JOBS Act and Instagram deal to stimulate tech M&A?
April 2012, has already seen two major events that will heavily impact the technology mergers and acquisitions market, according to analysts.
First of all, the $1 billion purchase of photo sharing app Instagram by social networking giant Facebook could set the scene for a wave of tech M&A deals. Secondly, the recent passing of the JOBS Act in the US will contribute to an increase in activity for several different reasons, according to analysis from advisory firm Corum Group.
Let’s start with the Facebook/Instagram deal. There’s little doubt that the billion dollar purchase of the photo sharing app – a private company that had only been trading for a year and half – was an unprecedented move and is likely to alert Facebook’s rivals to the fact that the social network has plenty of cash to splash and is likely to stop at nothing to hoover up any promising new products on the market.
The entire tech sector is considered cash-rich and the name of the game is to keep up with the latest products and services. With Facebook willing to pay a premium for the most popular products, which they can then add on to their already impressive offering, rivals such as Google and Twitter will be on the look-out for their own add-ons. Facebook’s impending flotation is set to do nothing to allay its rivals’ fears as, if anything, it will strengthen its position even further.

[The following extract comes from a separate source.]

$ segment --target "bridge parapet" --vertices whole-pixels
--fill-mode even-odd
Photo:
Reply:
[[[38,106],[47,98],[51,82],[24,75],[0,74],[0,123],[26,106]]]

Michael O’Bryan, Morrison & Foerster’s Co-Head of M&A, told the Globe and Mail that the acquisitions will be largely targeting the products and services that have created a buzz and will add value to their offering. In other words, tech firms are less likely to seek purchases simply to make profit.
Meanwhile, President Obama’s passing of the Jumpstart Our Business Startups Act (JOBS Act) on April 5th, will have an even more noticeable impact on the tech M&A market, according to Corum Group, who broadcast their Tech M&A Monthly webcast on 12 April on the subject.
Obama called the Act, a “potential game changer” for small businesses in the US, but it could have wide reaching effects, claimed the webcast. Firstly, the IPO Onramp provision and the creation of a new classification for new public firms with revenues of less than $500 million (Emerging Growth Companies or EmGroCs) could lead to more M&A. Corum Group’s vice President and Director of Research, Elon Gasper, explained, "These newly hatched EmGroCs will be faster, leaner outfits, more in touch with the market and able to quickly appraise cutting edge tech. So we can expect an increased pace of M&A, and higher bids for small entities.”
The second of the Act’s provisions – the deregulation of communication with investors – will also stimulate M&A, according to analysts as a result of more capital being injected into the market.
Lastly, the new rules allowing ‘Crowdfunding’ – the gathering of investment from many different parties through online portals – could lead to a more diverse M&A market as more public money will be involved and a wider range of interests could be reflected in dealmaking.
It is clear that this year has the potential to be an exciting time for tech M&A, but firms buying up small businesses need to ensure that they complete the same due diligence processes as they would when buying a larger business in order to protect themselves and increase their chances of backing a winner.